Several customers, including an Italian executive the firm knew was a money laundering suspect, channeled more than $10 million in illegal surcharges through the bank, the report alleges. "Although there is no evidence that BNP knew or approved of the use of its own facilities to pay illegal surcharges, BNP was uniquely positioned to probe such payments -- and failed to do so," the report says.

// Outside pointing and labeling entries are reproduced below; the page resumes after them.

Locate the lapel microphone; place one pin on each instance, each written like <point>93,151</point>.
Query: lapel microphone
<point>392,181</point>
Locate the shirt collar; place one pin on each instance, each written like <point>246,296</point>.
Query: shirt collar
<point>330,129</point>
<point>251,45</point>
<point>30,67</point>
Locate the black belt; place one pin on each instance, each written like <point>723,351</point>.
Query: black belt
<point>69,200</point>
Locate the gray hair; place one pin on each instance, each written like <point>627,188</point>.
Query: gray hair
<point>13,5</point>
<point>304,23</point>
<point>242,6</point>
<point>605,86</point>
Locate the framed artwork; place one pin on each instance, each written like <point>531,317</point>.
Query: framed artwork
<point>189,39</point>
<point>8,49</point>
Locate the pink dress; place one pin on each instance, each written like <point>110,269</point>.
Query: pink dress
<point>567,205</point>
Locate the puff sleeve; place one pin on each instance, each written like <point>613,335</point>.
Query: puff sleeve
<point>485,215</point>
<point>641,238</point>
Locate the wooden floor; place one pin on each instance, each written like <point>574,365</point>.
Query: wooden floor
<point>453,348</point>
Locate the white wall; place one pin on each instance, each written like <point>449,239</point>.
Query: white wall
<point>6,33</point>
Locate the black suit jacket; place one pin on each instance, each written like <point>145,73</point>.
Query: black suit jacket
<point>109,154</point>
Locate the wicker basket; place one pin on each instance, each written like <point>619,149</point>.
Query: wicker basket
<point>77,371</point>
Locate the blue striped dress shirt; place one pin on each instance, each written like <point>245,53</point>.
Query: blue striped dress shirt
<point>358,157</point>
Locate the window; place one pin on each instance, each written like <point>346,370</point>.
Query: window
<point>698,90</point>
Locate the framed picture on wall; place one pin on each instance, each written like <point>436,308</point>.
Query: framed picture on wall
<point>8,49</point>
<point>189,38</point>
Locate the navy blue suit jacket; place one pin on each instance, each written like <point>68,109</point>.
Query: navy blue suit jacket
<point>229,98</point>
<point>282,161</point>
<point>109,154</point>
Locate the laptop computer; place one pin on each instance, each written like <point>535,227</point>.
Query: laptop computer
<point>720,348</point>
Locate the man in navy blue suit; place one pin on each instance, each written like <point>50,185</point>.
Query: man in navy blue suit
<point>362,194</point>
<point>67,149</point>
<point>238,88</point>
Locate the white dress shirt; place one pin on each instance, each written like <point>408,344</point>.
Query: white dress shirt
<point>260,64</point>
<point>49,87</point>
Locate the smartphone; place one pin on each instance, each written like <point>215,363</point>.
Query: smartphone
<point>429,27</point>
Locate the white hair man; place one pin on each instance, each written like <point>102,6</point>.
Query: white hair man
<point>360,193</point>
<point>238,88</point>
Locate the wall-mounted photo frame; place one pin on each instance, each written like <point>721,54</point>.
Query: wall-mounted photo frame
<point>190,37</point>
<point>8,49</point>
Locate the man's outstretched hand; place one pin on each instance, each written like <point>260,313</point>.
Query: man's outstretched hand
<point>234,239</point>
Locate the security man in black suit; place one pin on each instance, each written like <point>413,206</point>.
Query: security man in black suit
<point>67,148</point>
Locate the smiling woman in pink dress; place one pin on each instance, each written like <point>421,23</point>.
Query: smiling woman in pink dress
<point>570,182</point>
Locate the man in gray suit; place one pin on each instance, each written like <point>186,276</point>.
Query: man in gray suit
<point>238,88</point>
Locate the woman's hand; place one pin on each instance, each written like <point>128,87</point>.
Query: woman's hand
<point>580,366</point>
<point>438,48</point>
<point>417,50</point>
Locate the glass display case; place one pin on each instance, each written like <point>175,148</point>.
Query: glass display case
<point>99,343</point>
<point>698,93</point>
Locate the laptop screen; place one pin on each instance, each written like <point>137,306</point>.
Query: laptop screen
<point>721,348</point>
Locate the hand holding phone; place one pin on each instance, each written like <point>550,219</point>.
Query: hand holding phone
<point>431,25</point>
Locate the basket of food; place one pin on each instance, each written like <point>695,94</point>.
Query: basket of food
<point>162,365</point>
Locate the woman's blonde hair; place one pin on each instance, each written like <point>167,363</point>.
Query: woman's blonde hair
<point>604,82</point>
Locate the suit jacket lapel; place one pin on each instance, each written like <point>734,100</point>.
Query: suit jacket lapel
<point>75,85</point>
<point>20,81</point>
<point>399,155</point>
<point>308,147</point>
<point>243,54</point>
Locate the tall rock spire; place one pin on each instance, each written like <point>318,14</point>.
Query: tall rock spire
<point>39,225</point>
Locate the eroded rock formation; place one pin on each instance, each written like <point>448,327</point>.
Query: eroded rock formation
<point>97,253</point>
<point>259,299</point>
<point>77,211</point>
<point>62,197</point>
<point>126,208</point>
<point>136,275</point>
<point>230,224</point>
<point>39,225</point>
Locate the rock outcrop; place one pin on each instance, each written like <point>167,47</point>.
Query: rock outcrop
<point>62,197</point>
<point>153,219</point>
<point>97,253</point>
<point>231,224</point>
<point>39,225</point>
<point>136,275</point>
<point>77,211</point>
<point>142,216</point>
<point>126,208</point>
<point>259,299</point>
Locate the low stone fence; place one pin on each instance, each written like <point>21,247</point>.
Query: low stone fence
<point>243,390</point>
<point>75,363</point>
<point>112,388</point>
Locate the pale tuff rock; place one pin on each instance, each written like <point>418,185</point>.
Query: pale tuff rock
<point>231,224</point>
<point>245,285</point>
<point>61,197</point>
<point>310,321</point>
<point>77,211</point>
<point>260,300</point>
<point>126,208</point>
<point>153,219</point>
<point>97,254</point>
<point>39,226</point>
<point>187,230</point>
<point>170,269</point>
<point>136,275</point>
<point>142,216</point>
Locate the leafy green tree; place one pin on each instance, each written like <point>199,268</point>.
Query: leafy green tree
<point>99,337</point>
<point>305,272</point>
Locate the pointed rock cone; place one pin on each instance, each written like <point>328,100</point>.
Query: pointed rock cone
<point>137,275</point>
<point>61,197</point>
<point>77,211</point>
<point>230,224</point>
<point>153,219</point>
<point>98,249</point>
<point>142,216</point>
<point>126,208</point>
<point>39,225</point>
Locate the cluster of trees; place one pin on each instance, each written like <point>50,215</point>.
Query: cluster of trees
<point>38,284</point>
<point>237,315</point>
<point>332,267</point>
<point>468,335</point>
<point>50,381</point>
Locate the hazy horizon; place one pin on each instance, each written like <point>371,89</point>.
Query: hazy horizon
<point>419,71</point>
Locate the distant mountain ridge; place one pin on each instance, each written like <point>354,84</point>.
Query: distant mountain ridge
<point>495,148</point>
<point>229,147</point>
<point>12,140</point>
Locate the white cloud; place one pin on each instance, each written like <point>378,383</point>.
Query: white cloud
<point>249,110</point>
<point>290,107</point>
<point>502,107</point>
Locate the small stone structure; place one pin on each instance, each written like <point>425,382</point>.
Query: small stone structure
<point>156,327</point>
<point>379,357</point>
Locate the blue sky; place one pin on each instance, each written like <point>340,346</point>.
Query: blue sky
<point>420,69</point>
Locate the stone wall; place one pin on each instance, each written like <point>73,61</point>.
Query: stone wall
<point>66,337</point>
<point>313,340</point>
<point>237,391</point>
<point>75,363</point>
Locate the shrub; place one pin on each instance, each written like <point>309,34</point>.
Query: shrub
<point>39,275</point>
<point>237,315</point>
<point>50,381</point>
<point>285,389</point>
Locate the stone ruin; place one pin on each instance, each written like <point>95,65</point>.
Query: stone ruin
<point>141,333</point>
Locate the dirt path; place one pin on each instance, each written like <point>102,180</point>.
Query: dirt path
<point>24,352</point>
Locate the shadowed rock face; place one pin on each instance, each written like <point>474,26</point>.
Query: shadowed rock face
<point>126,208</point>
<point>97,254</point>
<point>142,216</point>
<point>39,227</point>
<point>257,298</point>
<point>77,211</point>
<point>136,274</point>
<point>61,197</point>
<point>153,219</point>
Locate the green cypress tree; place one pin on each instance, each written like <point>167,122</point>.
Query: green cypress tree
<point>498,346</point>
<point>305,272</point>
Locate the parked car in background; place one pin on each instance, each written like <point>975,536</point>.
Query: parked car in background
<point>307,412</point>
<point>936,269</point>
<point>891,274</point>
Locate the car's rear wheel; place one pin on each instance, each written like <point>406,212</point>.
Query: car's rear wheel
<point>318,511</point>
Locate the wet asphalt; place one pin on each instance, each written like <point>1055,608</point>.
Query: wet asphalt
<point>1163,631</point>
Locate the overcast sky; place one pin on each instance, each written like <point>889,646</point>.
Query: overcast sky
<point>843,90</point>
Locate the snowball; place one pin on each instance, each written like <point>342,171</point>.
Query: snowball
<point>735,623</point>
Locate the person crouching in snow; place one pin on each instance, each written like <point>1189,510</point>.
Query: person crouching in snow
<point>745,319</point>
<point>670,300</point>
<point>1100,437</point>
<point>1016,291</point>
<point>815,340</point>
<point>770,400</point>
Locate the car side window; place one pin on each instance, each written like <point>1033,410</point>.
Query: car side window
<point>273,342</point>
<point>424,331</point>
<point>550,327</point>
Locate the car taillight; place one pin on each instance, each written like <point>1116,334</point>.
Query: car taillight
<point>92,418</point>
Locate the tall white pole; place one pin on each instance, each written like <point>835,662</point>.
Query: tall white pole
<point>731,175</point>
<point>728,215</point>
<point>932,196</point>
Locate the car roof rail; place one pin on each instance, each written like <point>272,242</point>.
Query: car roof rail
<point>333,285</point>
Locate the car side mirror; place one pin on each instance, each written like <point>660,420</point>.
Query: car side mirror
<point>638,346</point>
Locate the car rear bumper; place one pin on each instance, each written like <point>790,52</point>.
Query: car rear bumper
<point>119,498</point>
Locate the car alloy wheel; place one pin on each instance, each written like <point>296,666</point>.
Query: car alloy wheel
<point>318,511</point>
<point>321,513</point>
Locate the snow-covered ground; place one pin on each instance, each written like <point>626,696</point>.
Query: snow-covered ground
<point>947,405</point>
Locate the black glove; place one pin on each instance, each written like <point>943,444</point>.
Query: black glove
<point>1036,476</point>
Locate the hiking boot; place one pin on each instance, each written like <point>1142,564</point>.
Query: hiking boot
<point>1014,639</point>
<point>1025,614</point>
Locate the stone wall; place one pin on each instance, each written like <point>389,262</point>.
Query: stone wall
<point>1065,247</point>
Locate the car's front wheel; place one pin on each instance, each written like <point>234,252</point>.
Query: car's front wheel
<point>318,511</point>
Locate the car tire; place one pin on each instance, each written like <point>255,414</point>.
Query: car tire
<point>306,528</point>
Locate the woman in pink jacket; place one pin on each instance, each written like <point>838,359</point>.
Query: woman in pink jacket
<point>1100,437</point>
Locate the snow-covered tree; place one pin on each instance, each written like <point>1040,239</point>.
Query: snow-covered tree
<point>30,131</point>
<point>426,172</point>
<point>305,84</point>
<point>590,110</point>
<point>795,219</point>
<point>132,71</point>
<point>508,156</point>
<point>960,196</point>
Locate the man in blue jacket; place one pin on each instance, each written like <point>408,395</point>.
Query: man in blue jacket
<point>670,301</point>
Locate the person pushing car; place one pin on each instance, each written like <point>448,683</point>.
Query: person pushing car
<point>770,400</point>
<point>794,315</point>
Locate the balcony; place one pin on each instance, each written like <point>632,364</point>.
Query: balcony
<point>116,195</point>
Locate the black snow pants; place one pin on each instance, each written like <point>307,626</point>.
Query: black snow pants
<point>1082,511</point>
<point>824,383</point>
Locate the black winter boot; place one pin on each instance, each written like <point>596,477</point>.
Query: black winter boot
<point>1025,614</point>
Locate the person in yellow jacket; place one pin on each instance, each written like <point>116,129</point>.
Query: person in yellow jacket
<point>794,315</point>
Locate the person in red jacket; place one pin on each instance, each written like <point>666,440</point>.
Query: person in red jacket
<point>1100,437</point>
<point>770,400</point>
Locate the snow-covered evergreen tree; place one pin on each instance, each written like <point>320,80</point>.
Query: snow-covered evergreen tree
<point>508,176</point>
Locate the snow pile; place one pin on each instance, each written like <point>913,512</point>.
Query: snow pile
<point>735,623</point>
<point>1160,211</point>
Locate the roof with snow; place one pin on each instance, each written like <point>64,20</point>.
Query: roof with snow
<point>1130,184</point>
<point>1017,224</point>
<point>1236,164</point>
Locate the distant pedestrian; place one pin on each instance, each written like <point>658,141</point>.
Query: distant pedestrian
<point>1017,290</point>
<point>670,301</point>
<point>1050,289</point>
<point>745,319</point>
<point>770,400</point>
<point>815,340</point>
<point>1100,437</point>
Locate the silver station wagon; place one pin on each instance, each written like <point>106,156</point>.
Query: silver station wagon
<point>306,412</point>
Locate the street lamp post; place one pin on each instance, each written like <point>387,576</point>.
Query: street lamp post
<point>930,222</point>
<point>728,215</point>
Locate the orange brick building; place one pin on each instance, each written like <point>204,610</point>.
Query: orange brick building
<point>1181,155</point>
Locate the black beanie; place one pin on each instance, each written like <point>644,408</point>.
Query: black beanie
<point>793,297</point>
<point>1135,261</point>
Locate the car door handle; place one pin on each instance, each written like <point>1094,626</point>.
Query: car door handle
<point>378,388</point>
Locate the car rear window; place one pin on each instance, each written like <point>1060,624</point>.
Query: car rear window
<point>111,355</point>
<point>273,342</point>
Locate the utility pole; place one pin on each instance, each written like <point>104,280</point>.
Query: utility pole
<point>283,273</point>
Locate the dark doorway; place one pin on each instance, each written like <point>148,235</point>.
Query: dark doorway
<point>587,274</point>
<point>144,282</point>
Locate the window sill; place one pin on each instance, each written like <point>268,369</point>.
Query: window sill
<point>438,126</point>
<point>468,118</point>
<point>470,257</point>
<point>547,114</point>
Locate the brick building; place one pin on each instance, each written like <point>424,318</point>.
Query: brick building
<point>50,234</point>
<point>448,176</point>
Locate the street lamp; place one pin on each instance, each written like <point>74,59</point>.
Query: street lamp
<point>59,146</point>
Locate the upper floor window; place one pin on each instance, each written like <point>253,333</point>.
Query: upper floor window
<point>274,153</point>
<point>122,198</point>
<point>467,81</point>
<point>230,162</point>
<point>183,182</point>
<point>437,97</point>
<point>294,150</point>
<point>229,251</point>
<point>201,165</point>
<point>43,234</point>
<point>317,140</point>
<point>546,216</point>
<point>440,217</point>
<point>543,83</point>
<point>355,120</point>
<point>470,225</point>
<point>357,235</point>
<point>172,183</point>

The Volcker report also says that anti-sanctions activists and U.N. bureaucrats, including the organization's former humanitarian coordinator in Iraq, Hans Von Sponeck, made money from the program. Von Sponeck, who resigned from his post to protest the sanctions policy, solicited financial contributions for his anti-sanctions activities from companies seeking business deals with Iraq, the report says. He was also paid for introducing German business executives to Iraqi officials, the report adds.

The Rev. Jean-Marie Benjamin, a Roman Catholic priest who served as an assistant in the early 1990s to the Vatican's secretary of state, received a $140,000 donation for his charity from a Swiss businessman, the report says. The businessman received rights to buy more than 2 million barrels of Iraqi oil after Benjamin, an outspoken critic of U.N. sanctions with ties to Iraq's leaders, assured Iraq's then-Deputy Prime Minister Tariq Aziz that he was a "good man," according to the report.

The Volcker report clears former U.N. secretary general Boutros Boutros-Ghali, whose relatives allegedly engaged in illicit oil trade, of allegations of wrongdoing. It says a review of Boutros-Ghali's and his wife's bank accounts provided no evidence that he received bribes.